Passaggi nel rinfresco

Domanda

Salve dott.ssa, cortesemente avrei un quesito: che differenze ci sono in un lievito madre rinfrescandolo sciogliendo il lievito in acqua e poi aggiungendo farina,oppure unendo tutti gli elementi contemporaneamente e poi impastare? La ringrazio, rinnovando come sempre la stima a lei e a tutta la redazione della testata per questo servizio impeccabile. Cordialità

Risposta

Buongiorno a lei , sciogliere la madre solida o liquida in acqua, nel rinfresco, è uno dei passaggi cruciali e basilari.
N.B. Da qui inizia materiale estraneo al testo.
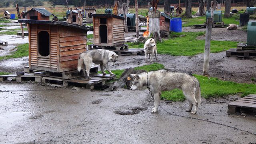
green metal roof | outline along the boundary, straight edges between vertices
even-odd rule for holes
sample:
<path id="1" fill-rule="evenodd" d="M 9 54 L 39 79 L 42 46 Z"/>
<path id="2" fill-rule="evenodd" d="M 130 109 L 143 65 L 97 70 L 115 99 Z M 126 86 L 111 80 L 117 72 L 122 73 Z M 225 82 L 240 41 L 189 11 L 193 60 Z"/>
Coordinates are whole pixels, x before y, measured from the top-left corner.
<path id="1" fill-rule="evenodd" d="M 40 12 L 44 16 L 50 16 L 52 14 L 50 12 L 47 10 L 46 10 L 44 8 L 32 8 L 31 10 L 24 13 L 24 14 L 26 14 L 32 10 L 36 10 L 38 12 Z"/>

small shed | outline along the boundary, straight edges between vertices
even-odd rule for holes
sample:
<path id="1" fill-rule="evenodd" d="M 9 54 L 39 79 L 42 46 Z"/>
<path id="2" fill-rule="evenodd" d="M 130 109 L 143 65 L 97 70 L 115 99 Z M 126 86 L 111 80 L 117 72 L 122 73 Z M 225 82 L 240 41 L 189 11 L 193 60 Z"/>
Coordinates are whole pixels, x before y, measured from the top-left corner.
<path id="1" fill-rule="evenodd" d="M 176 8 L 176 10 L 175 10 L 175 11 L 176 12 L 176 14 L 180 14 L 183 12 L 183 10 L 182 10 L 181 8 L 178 6 L 177 8 Z"/>
<path id="2" fill-rule="evenodd" d="M 92 22 L 92 14 L 96 14 L 96 9 L 94 8 L 86 8 L 85 17 L 86 19 L 86 22 Z"/>
<path id="3" fill-rule="evenodd" d="M 159 20 L 160 30 L 166 32 L 170 31 L 170 22 L 172 18 L 164 12 L 161 13 Z"/>
<path id="4" fill-rule="evenodd" d="M 71 18 L 72 24 L 78 24 L 78 11 L 81 11 L 81 14 L 84 17 L 84 10 L 72 10 L 72 16 L 70 15 L 70 10 L 67 14 L 67 20 Z M 71 18 L 70 18 L 71 17 Z"/>
<path id="5" fill-rule="evenodd" d="M 49 20 L 50 16 L 52 14 L 44 8 L 32 8 L 24 12 L 22 16 L 26 16 L 28 20 Z"/>
<path id="6" fill-rule="evenodd" d="M 92 29 L 64 22 L 19 20 L 28 24 L 31 69 L 62 72 L 77 68 L 86 51 L 87 32 Z"/>
<path id="7" fill-rule="evenodd" d="M 9 19 L 10 18 L 11 14 L 10 12 L 7 10 L 6 10 L 4 12 L 4 18 Z"/>
<path id="8" fill-rule="evenodd" d="M 92 14 L 94 44 L 115 46 L 124 43 L 124 18 L 111 14 Z"/>

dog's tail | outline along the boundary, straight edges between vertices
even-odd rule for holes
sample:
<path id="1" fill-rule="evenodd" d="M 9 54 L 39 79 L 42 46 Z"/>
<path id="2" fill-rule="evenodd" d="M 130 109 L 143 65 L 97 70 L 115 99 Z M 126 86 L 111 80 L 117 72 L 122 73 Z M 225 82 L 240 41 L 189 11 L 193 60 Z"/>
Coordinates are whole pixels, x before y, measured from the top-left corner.
<path id="1" fill-rule="evenodd" d="M 196 77 L 193 76 L 193 80 L 196 84 L 196 88 L 195 90 L 195 96 L 196 97 L 196 100 L 198 103 L 198 106 L 201 103 L 201 90 L 200 88 L 200 84 L 199 82 Z"/>
<path id="2" fill-rule="evenodd" d="M 77 64 L 77 70 L 78 72 L 81 71 L 82 69 L 82 66 L 84 64 L 84 60 L 81 58 L 81 56 L 79 56 L 79 58 L 78 59 L 78 62 Z"/>

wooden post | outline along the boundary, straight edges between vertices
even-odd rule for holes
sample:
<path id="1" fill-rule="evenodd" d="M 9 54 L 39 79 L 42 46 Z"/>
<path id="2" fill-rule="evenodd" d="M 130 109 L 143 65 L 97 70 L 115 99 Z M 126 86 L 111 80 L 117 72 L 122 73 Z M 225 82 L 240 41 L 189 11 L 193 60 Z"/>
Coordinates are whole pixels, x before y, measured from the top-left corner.
<path id="1" fill-rule="evenodd" d="M 17 14 L 18 14 L 18 18 L 20 19 L 20 9 L 19 9 L 19 5 L 18 4 L 16 4 L 16 10 L 17 10 Z M 20 23 L 20 28 L 21 29 L 21 35 L 22 38 L 24 37 L 24 32 L 23 32 L 23 27 L 22 26 L 22 24 Z"/>
<path id="2" fill-rule="evenodd" d="M 124 11 L 124 31 L 126 32 L 128 32 L 128 28 L 127 28 L 127 19 L 126 18 L 126 13 L 125 12 L 126 12 L 126 9 L 127 8 L 126 4 L 123 3 L 122 5 L 122 7 L 123 7 L 123 10 Z"/>
<path id="3" fill-rule="evenodd" d="M 209 76 L 210 46 L 213 22 L 212 18 L 207 18 L 206 32 L 205 34 L 205 43 L 204 44 L 204 68 L 203 69 L 203 76 Z"/>
<path id="4" fill-rule="evenodd" d="M 149 36 L 156 38 L 158 41 L 162 42 L 162 40 L 160 36 L 160 19 L 161 12 L 159 11 L 150 11 L 149 16 Z"/>
<path id="5" fill-rule="evenodd" d="M 136 27 L 136 37 L 138 38 L 139 32 L 139 16 L 138 12 L 138 0 L 135 0 L 135 26 Z"/>

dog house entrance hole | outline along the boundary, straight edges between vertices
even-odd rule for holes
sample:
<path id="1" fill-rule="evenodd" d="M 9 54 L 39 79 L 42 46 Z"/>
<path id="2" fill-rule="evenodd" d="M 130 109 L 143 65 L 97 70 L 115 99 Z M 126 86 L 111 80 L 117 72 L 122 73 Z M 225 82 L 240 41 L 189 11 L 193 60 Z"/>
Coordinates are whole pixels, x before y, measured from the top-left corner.
<path id="1" fill-rule="evenodd" d="M 108 28 L 105 24 L 100 26 L 100 37 L 101 43 L 106 43 L 108 38 Z"/>
<path id="2" fill-rule="evenodd" d="M 39 54 L 42 56 L 50 54 L 50 35 L 46 31 L 42 31 L 38 34 L 38 48 Z"/>

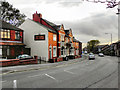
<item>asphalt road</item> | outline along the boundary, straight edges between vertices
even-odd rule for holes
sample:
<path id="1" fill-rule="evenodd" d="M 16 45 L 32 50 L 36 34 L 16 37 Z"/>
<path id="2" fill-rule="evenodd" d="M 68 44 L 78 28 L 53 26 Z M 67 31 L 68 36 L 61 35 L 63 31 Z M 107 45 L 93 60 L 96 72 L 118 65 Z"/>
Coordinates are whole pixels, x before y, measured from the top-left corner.
<path id="1" fill-rule="evenodd" d="M 96 56 L 95 60 L 2 75 L 2 88 L 118 88 L 118 58 Z"/>

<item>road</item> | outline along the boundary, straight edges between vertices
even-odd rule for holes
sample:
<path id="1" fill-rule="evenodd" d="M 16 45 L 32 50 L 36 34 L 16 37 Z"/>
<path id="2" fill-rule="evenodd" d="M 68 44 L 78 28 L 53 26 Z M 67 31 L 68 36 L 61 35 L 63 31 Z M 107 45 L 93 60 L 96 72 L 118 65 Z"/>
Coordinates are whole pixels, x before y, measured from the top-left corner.
<path id="1" fill-rule="evenodd" d="M 2 88 L 118 88 L 118 58 L 96 56 L 95 60 L 2 75 Z"/>

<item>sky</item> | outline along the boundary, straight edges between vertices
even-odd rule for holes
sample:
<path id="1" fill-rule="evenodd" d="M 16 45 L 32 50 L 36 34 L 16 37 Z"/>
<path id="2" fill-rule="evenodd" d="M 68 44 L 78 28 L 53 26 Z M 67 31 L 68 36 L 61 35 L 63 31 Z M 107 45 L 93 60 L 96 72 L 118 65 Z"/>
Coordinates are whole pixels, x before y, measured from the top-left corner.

Chiaramente sto parlando di usare una impastatrice con gancio o al massimo con foglia e NON assolutamente  un frullino ad immersione con lame taglienti  come ho visto fare, scrivere o dire da molti "mostri - esperti". Il motivo del NON utilizzo è di facilissima intuizione! In ogni caso, lo scioglimento di lievito in acqua, prima con velocità lenta e poi, a scioglimento avvenuto, a velocità un pochino maggiore, serve a fare omogenizzare la coltura sull'intera massa, riavviare l'attività metabolica, ma soprattutto ad inglobare aria per stimolare l'azione fondamentale dei blastomiceti presenti senza causare stress o riscaldamenti eccessivi per ridotto atrito meccanico. La cultura ha bisogno di "aria" , e di movimentazione della massa microbica per ricercare nuove sostanze nutritive all'interno della massa/substrato e (ri)stimolare naturalmente le fermentazioni che in caso contrario subirebbero un rallentamento. Dopo la doverosa  movimentazione, rinnovo nutrizionale, introduzione di aria, si ultima aggiungendo la farina che risolidifica la massa senza stress e prepara per un nuovo step fermentativo. Spero di essere stata abbastanza chiara e la ringrazio sia per la stima sia per la fiducia nei nostri confronti. Cordiali saluti.